The team will search for bones, teeth, artifacts, and speleothems (mineral deposits in caves that can be used for dating and paleoenvironmental reconstructions). To identify promising excavation sites, Bae, his colleague Kidong Bae, and their researchers interviewed local villagers and combed local lore for clues to the locations of caves hominins likely lived in. “Because of the heavy overgrowth during the summers, some of these locations could not be located even with the GPS coordinates,” says Bae.

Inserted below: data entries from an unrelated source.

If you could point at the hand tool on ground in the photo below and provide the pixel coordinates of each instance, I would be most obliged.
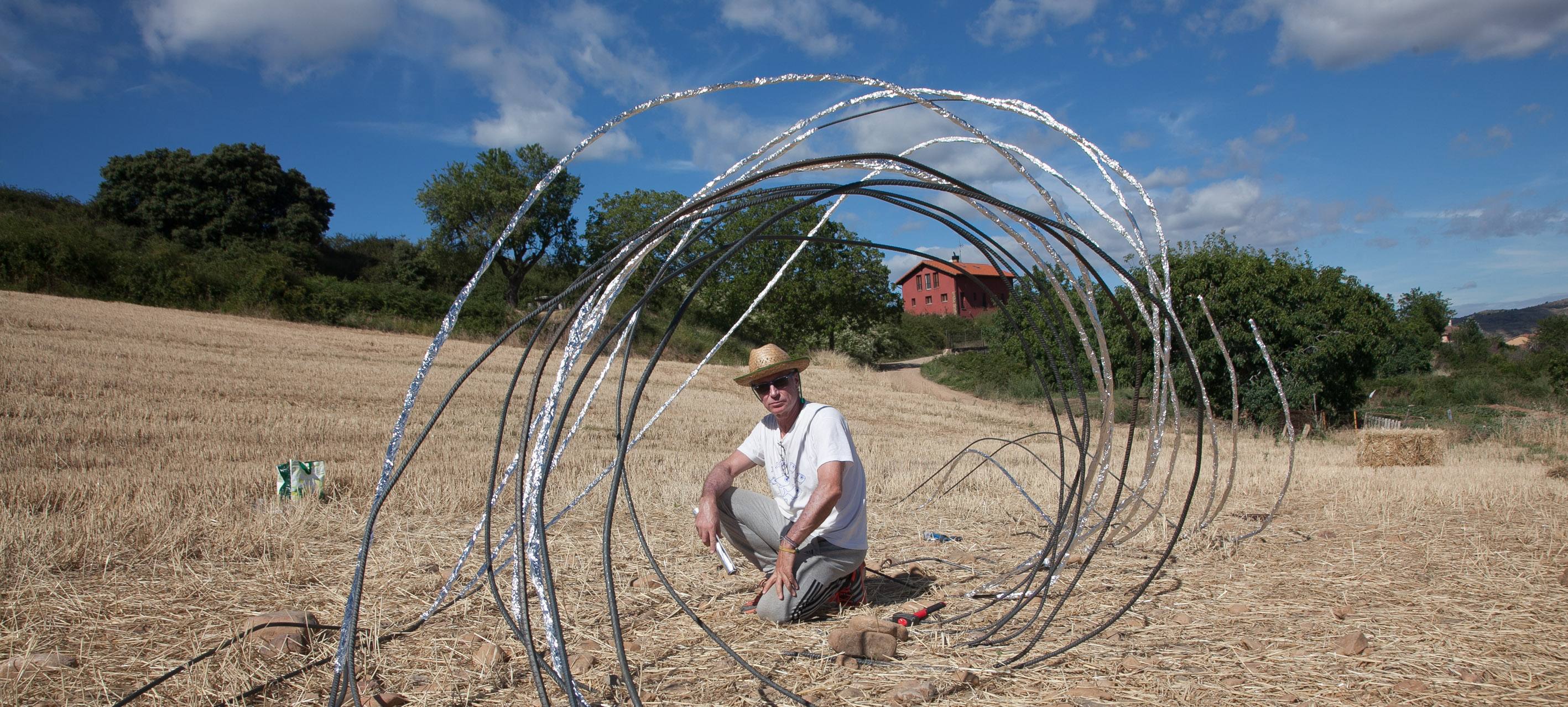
(910, 618)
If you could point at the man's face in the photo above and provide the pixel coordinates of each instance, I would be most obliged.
(778, 394)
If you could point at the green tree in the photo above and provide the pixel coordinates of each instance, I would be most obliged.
(1421, 319)
(615, 219)
(470, 207)
(237, 193)
(829, 292)
(1551, 341)
(1551, 334)
(1325, 330)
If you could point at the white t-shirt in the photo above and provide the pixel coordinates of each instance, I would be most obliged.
(821, 435)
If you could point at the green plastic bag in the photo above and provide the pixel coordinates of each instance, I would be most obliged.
(301, 479)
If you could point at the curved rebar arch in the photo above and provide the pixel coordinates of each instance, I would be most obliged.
(1064, 342)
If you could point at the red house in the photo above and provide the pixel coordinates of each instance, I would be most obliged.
(941, 287)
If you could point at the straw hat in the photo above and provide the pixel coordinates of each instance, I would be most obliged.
(770, 361)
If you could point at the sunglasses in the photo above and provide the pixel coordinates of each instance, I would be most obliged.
(763, 388)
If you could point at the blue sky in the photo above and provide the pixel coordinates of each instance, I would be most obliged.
(1416, 143)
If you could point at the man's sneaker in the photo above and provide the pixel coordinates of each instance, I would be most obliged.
(853, 590)
(752, 606)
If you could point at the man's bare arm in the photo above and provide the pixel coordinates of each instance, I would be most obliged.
(827, 495)
(718, 480)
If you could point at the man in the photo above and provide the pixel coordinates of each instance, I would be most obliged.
(810, 538)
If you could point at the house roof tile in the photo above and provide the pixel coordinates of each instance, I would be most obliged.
(979, 270)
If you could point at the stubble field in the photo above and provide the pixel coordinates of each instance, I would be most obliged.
(138, 527)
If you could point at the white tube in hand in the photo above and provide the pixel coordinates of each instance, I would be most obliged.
(723, 557)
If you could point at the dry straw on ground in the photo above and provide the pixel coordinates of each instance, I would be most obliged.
(1399, 448)
(137, 529)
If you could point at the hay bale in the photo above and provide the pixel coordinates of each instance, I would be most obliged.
(1399, 448)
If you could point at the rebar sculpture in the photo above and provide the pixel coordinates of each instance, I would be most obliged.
(1095, 499)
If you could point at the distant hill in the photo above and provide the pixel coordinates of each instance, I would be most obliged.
(1514, 322)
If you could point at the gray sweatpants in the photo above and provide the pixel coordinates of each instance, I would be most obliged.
(753, 526)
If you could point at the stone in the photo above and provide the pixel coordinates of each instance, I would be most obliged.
(1088, 692)
(489, 656)
(1410, 685)
(280, 640)
(863, 643)
(1470, 674)
(871, 623)
(37, 662)
(369, 685)
(581, 664)
(1351, 643)
(911, 692)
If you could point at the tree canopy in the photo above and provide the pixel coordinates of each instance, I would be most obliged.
(1421, 319)
(833, 295)
(237, 193)
(1325, 330)
(470, 206)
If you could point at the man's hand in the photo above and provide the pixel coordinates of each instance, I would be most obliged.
(708, 524)
(783, 576)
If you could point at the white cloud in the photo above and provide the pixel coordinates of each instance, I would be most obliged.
(534, 71)
(1249, 154)
(1163, 178)
(1242, 209)
(806, 24)
(1347, 33)
(1013, 23)
(1498, 217)
(1377, 207)
(290, 38)
(44, 49)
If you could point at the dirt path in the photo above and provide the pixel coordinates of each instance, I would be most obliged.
(905, 377)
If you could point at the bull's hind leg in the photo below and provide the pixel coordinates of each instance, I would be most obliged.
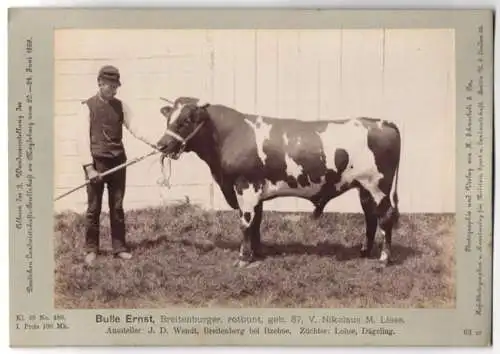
(370, 211)
(250, 211)
(387, 218)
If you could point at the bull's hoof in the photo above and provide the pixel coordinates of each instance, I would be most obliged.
(246, 264)
(384, 259)
(364, 253)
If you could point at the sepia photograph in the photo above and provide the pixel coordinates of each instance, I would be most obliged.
(254, 168)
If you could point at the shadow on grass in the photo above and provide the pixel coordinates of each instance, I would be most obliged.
(400, 253)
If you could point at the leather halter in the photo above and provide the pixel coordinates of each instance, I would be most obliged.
(182, 140)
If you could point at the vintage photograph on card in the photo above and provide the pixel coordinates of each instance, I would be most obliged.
(281, 184)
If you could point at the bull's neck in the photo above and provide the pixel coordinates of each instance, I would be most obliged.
(206, 145)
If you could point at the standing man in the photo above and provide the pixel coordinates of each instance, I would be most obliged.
(100, 124)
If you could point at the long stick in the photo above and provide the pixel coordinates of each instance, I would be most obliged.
(108, 172)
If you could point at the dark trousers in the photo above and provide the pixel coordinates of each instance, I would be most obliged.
(115, 183)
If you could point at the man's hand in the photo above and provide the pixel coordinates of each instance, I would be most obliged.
(92, 174)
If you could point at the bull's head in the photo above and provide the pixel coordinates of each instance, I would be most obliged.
(185, 117)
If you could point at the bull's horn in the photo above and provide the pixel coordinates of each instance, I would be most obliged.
(203, 103)
(166, 99)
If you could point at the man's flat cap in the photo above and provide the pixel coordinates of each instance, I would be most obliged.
(109, 73)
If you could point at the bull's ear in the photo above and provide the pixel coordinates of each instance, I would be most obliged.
(203, 103)
(166, 110)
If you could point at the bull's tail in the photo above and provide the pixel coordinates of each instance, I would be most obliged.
(394, 198)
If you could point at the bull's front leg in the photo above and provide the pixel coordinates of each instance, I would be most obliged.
(250, 212)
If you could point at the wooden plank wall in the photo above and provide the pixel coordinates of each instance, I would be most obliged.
(403, 75)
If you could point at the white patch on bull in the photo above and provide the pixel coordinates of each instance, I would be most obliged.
(176, 113)
(361, 166)
(261, 134)
(393, 188)
(292, 168)
(282, 189)
(247, 202)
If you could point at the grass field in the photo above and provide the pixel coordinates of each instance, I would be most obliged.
(184, 255)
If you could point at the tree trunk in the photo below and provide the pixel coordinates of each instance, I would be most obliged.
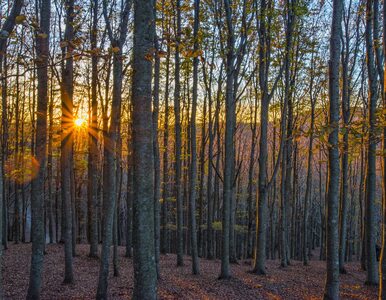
(332, 283)
(145, 276)
(37, 200)
(371, 258)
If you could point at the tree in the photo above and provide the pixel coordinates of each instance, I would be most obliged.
(193, 144)
(92, 191)
(110, 140)
(38, 238)
(67, 139)
(371, 258)
(332, 283)
(178, 140)
(145, 276)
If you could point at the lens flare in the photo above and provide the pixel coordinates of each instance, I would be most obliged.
(79, 122)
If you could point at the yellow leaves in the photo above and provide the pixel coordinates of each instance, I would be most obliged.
(114, 49)
(20, 19)
(42, 35)
(149, 57)
(193, 54)
(63, 44)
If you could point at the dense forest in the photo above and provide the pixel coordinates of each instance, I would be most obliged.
(199, 149)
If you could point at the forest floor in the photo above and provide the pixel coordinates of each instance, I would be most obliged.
(295, 282)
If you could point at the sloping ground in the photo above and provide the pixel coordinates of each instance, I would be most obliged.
(295, 282)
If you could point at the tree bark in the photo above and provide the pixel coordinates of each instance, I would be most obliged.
(332, 283)
(145, 276)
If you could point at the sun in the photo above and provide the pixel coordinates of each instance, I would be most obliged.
(79, 122)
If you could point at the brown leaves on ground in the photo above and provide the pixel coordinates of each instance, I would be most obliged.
(295, 282)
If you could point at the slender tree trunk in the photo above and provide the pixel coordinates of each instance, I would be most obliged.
(193, 146)
(157, 167)
(37, 200)
(92, 189)
(230, 115)
(145, 275)
(332, 283)
(67, 141)
(371, 258)
(178, 145)
(382, 269)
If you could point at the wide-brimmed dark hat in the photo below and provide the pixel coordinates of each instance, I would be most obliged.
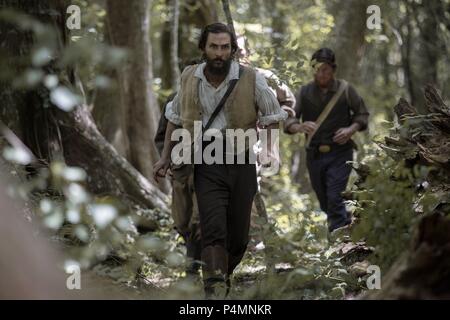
(324, 55)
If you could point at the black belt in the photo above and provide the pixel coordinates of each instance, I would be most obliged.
(327, 148)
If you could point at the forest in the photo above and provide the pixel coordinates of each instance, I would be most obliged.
(83, 84)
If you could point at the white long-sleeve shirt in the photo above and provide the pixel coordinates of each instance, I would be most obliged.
(269, 110)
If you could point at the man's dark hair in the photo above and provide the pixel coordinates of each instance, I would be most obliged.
(325, 55)
(217, 28)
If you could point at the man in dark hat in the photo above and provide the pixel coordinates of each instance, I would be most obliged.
(331, 112)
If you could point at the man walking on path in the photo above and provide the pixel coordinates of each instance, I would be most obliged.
(331, 112)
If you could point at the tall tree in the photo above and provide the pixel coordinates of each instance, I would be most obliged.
(130, 29)
(51, 133)
(347, 38)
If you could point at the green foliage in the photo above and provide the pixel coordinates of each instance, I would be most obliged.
(385, 206)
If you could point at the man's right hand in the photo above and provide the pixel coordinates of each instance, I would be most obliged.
(160, 168)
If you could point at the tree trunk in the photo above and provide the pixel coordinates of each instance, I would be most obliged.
(130, 27)
(348, 36)
(174, 49)
(49, 132)
(109, 111)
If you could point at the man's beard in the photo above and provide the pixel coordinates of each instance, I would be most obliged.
(218, 70)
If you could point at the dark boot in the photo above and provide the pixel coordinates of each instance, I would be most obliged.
(215, 259)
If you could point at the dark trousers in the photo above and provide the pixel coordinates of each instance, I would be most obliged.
(225, 195)
(329, 175)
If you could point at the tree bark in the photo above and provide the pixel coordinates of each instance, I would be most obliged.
(130, 27)
(347, 39)
(49, 132)
(174, 49)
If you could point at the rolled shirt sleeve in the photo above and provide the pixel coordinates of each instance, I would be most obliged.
(269, 108)
(173, 111)
(360, 114)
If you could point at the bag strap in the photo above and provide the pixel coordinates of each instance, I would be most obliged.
(219, 107)
(323, 116)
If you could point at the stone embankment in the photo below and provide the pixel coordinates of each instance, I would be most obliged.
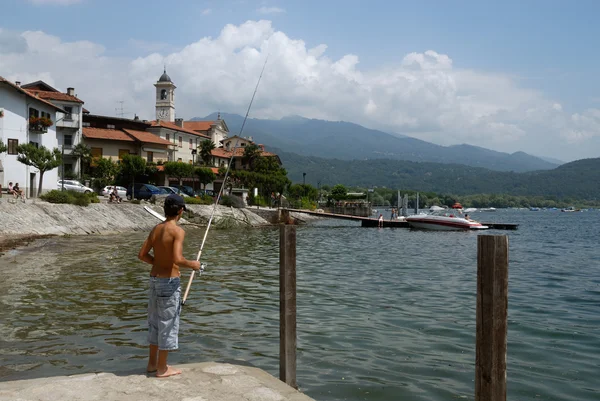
(42, 218)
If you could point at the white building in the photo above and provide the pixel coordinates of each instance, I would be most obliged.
(68, 125)
(16, 107)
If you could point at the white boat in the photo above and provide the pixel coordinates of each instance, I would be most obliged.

The project is focusing on caves in the limestone mountainous regions because bones and other evidence of habitation preserve in these dry, temperature stable environs far better than in open air sites where they may be affected by the acidic soil conditions prevalent in South Korea. Besides the ultimate goal of reconstructing the nature of hominin migrations into the Korean Peninsula, Bae hopes to be able to more closely evaluate the Korean hominin fossils and develop a better understanding of how they relate to hominins from areas like China, Japan, and Siberia.

About the Researcher
Christopher Bae, who is Korean-American, has studied aspects of Korean prehistory for most of his professional career including research into the nature of the transition from hunting and gathering to agriculture and the presence of bifacially worked implements (i.e., handaxes) at such important sites like Chongokni He is an assistant professor in the Department of Anthropology at UH Mānoa.